CHAPITRE XVIII. AUTRE OBJECTION RÉFUTÉE : LA NÉCESSITÉ DE DISPENSER LA PAROLE DE DIEU. PAUL AVAIT DISTRIBUÉ SON TEMPS ENTRE LA PRÉDICATION ET LE TRAVAIL. — LA MEILLEURE ADMINISTRATION EST CELLE OU TOUT SE FAIT AVEC ORDRE.
21. Supposons toutefois qu'il faille charger tel moine en particulier du ministère de la parole, et qu'il y soit assez occupé pour n'avoir plus le temps de travailler : s'ensuit-il que tous les autres habitants du monastère puissent, comme lui, quand viennent leurs frères de condition séculière, leur expliquer les textes sacrés ou élucider une question quelconque ? Quand bien même tous les moines auraient ce talent, chacun devrait n'en user qu'à tour de rôle, non-seulement pour laisser aux autres la facilité de s'occuper des travaux nécessaires, mais aussi parce qu'il suffit qu'un seul parle, même quand plusieurs écoutent.
L'Apôtre lui-même aurait-il eu le temps de travailler de ses mains, s'il n'avait fixé des heures spéciales pour dispenser aux peuples la parole divine? Dieu lui-même n'a pas voulu nous laisser ignorer cette règle de saint Paul; nous savons par l'Ecriture sainte quel métier il exerçait, et quel temps aussi il employait à la prédication de l'Evangile.
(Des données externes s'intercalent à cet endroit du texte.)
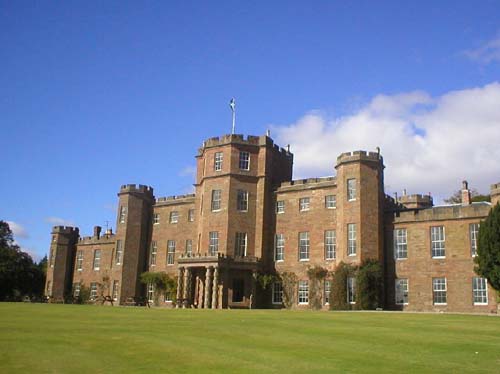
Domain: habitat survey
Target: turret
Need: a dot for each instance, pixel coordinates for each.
(60, 264)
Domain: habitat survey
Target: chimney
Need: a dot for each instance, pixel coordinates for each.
(466, 197)
(97, 231)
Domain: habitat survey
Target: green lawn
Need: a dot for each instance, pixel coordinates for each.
(93, 339)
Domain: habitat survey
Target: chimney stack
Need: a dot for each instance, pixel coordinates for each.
(466, 197)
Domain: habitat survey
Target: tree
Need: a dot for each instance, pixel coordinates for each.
(488, 248)
(19, 275)
(456, 198)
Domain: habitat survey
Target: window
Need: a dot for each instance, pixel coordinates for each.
(480, 291)
(244, 161)
(119, 252)
(473, 231)
(402, 291)
(93, 291)
(156, 218)
(328, 289)
(240, 248)
(174, 216)
(279, 252)
(351, 290)
(151, 292)
(303, 246)
(123, 214)
(76, 289)
(97, 259)
(191, 215)
(152, 256)
(400, 244)
(439, 291)
(280, 206)
(79, 260)
(116, 285)
(304, 204)
(437, 242)
(216, 197)
(242, 201)
(351, 189)
(330, 238)
(213, 246)
(170, 252)
(218, 161)
(351, 239)
(330, 202)
(303, 292)
(189, 247)
(277, 293)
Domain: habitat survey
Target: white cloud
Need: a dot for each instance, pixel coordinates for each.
(18, 230)
(487, 53)
(56, 221)
(429, 144)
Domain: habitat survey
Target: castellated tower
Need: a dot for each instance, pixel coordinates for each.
(132, 234)
(360, 205)
(60, 264)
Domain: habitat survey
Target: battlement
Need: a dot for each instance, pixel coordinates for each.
(65, 230)
(176, 199)
(356, 156)
(136, 188)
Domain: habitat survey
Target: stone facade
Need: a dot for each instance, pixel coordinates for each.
(248, 218)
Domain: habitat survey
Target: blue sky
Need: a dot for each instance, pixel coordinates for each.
(98, 94)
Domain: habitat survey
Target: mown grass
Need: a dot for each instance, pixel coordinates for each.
(91, 339)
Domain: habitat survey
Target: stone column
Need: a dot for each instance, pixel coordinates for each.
(208, 283)
(215, 288)
(179, 287)
(187, 287)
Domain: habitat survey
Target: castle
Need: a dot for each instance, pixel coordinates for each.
(247, 217)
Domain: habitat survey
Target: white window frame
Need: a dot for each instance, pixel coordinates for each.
(303, 292)
(351, 239)
(351, 189)
(473, 233)
(330, 201)
(304, 204)
(327, 291)
(215, 205)
(213, 240)
(438, 242)
(240, 246)
(400, 244)
(218, 158)
(174, 216)
(119, 252)
(304, 246)
(351, 290)
(170, 252)
(244, 161)
(330, 244)
(79, 260)
(156, 218)
(242, 201)
(480, 291)
(280, 207)
(439, 288)
(153, 252)
(277, 293)
(96, 263)
(279, 247)
(401, 286)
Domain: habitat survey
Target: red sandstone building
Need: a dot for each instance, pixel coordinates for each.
(248, 216)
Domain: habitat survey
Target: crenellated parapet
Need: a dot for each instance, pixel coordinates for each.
(359, 156)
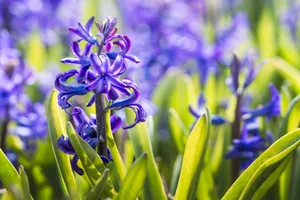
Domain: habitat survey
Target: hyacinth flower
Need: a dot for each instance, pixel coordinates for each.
(31, 122)
(86, 129)
(215, 119)
(100, 73)
(248, 147)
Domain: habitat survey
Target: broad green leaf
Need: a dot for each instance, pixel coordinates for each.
(141, 143)
(175, 174)
(134, 179)
(206, 188)
(89, 168)
(288, 71)
(24, 184)
(8, 173)
(87, 162)
(178, 130)
(97, 190)
(289, 141)
(217, 151)
(285, 99)
(193, 159)
(292, 117)
(55, 130)
(36, 53)
(266, 35)
(267, 174)
(118, 162)
(290, 122)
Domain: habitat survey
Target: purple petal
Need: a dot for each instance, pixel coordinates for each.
(88, 49)
(116, 66)
(112, 94)
(71, 61)
(79, 116)
(115, 81)
(115, 123)
(104, 85)
(89, 25)
(91, 101)
(76, 49)
(96, 63)
(65, 145)
(132, 58)
(74, 165)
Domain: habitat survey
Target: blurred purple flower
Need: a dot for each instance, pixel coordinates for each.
(248, 147)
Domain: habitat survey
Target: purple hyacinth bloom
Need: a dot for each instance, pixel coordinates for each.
(86, 129)
(140, 114)
(31, 122)
(215, 119)
(247, 148)
(124, 43)
(85, 32)
(67, 91)
(105, 77)
(270, 109)
(107, 28)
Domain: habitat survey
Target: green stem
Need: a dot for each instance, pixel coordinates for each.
(121, 169)
(100, 118)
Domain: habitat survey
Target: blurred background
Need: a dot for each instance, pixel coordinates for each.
(185, 48)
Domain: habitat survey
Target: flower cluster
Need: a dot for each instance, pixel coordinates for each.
(100, 72)
(251, 142)
(86, 129)
(27, 117)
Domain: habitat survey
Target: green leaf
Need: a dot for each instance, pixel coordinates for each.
(8, 173)
(292, 117)
(134, 179)
(266, 35)
(285, 99)
(287, 143)
(24, 184)
(89, 168)
(55, 130)
(118, 162)
(178, 130)
(97, 190)
(266, 175)
(175, 174)
(193, 159)
(288, 71)
(140, 139)
(93, 173)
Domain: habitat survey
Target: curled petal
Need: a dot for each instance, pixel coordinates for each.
(91, 101)
(89, 25)
(74, 165)
(132, 58)
(125, 102)
(82, 74)
(76, 49)
(71, 61)
(116, 66)
(79, 116)
(112, 95)
(140, 115)
(96, 63)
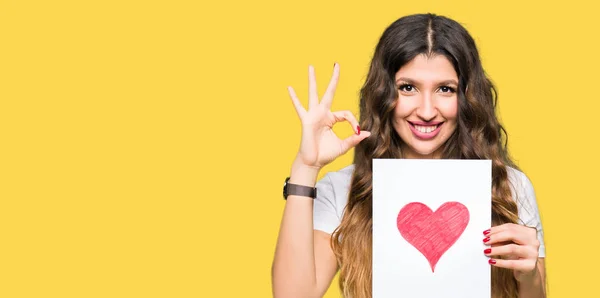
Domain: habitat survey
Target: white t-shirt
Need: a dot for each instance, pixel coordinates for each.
(333, 189)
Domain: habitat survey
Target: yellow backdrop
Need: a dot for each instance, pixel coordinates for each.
(144, 143)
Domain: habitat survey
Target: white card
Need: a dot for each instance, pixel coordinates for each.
(428, 223)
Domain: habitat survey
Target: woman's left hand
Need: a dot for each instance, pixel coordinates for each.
(518, 245)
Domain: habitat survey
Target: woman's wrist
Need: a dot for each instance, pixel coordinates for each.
(302, 174)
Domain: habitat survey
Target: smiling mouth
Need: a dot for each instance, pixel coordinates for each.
(424, 130)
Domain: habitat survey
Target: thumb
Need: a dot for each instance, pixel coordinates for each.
(353, 140)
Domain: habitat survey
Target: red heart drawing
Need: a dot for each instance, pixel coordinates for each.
(432, 233)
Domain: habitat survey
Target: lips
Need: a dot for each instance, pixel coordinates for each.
(425, 130)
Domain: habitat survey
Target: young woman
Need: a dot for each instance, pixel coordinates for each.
(426, 96)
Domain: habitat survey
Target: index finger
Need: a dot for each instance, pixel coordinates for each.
(330, 92)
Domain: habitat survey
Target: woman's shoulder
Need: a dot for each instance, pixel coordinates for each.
(519, 183)
(336, 184)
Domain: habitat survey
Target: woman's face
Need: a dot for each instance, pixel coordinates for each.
(426, 110)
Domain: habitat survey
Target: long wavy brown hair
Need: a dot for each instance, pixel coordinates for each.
(479, 135)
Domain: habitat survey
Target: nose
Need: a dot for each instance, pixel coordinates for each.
(426, 109)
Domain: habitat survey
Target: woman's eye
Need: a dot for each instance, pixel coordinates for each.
(446, 89)
(406, 88)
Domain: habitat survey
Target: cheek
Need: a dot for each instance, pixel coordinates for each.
(402, 109)
(449, 109)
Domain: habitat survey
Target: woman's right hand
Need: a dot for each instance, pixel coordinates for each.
(320, 145)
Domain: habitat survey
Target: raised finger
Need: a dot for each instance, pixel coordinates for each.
(507, 235)
(514, 250)
(330, 92)
(299, 108)
(313, 95)
(519, 265)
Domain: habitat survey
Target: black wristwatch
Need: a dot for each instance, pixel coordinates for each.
(298, 190)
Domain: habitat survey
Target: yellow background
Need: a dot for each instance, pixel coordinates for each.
(144, 143)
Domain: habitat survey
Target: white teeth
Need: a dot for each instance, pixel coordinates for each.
(425, 129)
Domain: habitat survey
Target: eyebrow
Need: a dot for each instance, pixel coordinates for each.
(413, 82)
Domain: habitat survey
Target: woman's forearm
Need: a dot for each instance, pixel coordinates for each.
(533, 286)
(293, 271)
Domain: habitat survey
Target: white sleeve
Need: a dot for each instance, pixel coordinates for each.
(325, 217)
(528, 210)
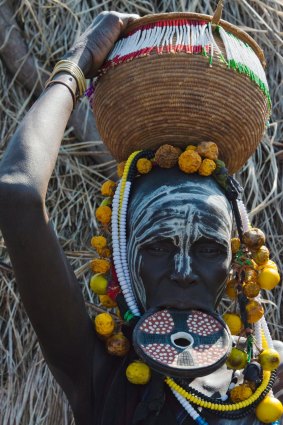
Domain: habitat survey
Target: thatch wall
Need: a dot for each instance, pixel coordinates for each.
(34, 34)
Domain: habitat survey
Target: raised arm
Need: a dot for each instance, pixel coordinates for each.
(47, 284)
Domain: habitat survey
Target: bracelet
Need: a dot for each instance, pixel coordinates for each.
(67, 81)
(73, 69)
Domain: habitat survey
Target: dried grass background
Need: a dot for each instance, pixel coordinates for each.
(34, 34)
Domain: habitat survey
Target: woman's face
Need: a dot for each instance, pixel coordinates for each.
(179, 241)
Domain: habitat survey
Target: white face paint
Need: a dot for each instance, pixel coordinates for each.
(183, 214)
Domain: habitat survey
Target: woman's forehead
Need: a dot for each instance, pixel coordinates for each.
(191, 209)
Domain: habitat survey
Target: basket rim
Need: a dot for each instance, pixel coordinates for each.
(241, 34)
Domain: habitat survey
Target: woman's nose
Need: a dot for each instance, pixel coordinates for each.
(183, 274)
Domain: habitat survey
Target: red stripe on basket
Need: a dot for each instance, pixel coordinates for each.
(159, 50)
(171, 23)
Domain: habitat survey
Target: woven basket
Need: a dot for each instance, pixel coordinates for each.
(183, 93)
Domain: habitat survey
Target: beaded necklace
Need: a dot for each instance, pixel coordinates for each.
(251, 268)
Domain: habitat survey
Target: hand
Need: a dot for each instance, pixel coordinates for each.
(93, 46)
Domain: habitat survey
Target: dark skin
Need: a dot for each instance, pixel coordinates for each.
(45, 279)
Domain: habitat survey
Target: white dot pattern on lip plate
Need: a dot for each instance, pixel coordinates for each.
(159, 323)
(202, 324)
(162, 353)
(202, 354)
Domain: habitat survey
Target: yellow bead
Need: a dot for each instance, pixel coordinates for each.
(235, 245)
(270, 409)
(254, 311)
(189, 161)
(104, 324)
(103, 214)
(138, 373)
(234, 323)
(107, 301)
(98, 284)
(206, 167)
(268, 278)
(144, 166)
(100, 265)
(269, 359)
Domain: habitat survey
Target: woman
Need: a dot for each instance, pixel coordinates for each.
(93, 381)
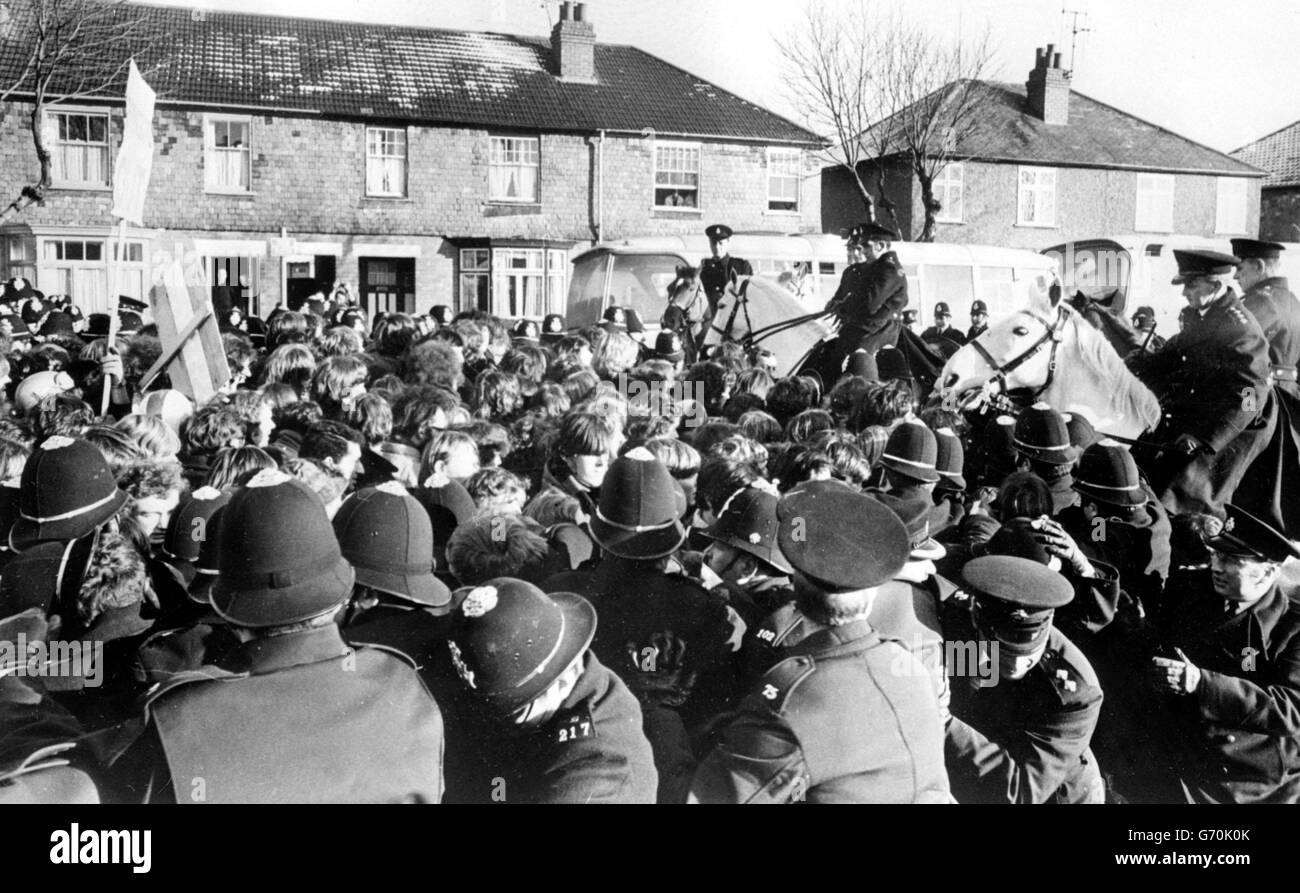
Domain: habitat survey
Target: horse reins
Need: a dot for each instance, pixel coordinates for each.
(1052, 333)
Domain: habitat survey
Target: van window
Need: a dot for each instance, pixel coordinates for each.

A Troade, par exemple, l'Apôtre se trouvait pressé par l'approche imminente du jour fixé pour son départ. Aussi quand, le lendemain du sabbat, les frères se réunirent pour rompre le pain, telle fut l'ardeur et l'importance des entretiens sacrés, qu'ils se prolongèrent jusqu'à minuit, comme si chacun avait oublié que ce n'était pas un jour de jeûne1. —Au contraire , quand l'Apôtre habitait quelque temps une localité et qu'il y enseignait chaque jour , peut-on douter qu'il n'eût certaines heures spécialement consacrées à remplir ce devoir ? Ainsi , pendant son séjour dans Athènes, trouvant en cette ville les plus empressés chercheurs de toutes choses, il suivit la ligne de conduite que nous indique l'Ecriture : « Avec les Juifs, il discutait dans la synagogue ; avec les Gentils, habitants de la cité, il parlait en place publique et pendant tout le jour, s'adressant à tous ceux qui s'y trouvaient2 ». En effet, la synagogue ne l'appelait pas tous les jours, puisque la coutume n'y imposait de prédication que le sabbat; tandis qu' « en place publique, dit le texte sacré, il prêchait tous les jours », sans doute à cause des habitudes des Athéniens. Car, continue le texte sacré, quelques-uns des philosophes Epicuriens et Stoïciens conféraient avec lui. Et un peu plus bas : « Or les Athéniens et tous les étrangers qui demeuraient dans leur ville, ne passaient tout leur temps qu'à dire ou à entendre quelque chose de nouveau ».
Supposons que l'Apôtre n'a pu travailler des mains durant tout le séjour qu'il fit à Athènes; c'est pour cela que les frères de Macédoine suppléaient alors à ses besoins, comme il le dit dans la seconde épître aux Corinthiens; quoique après tout il ait pu travailler encore à d'autres heures et pendant les nuits, parce que sa force de corps et d'âme pouvait y suffire.
Mais une fois sorti d'Athènes, que dit de lui l'Ecriture ? « Il prêchait dans la synagogue tous les jours de sabbat3 ». Ceci se passait à Corinthe. Toutefois, lorsqu'à Troade la nécessité d'un prochain départ le força de prolonger l'entretien jusqu'à minuit, c'était le lendemain du sabbat, que nous appelons le dimanche4. Cette circonstance nous apprend qu'il se trouvait alors non plus avec les Juifs, mais avec les chrétiens, d'autant plus que l'historien sacré lui-même nous dit qu'ils étaient réunis pour la fraction du pain. Voilà, en effet, la plus sage manière de se gouverner ; c'est de distribuer ainsi toutes choses en leur -temps, et de faire chacune à son tour; on évite par là une confusion, un tumulte d'affaires qui jette l'esprit humain dans un trouble inextricable.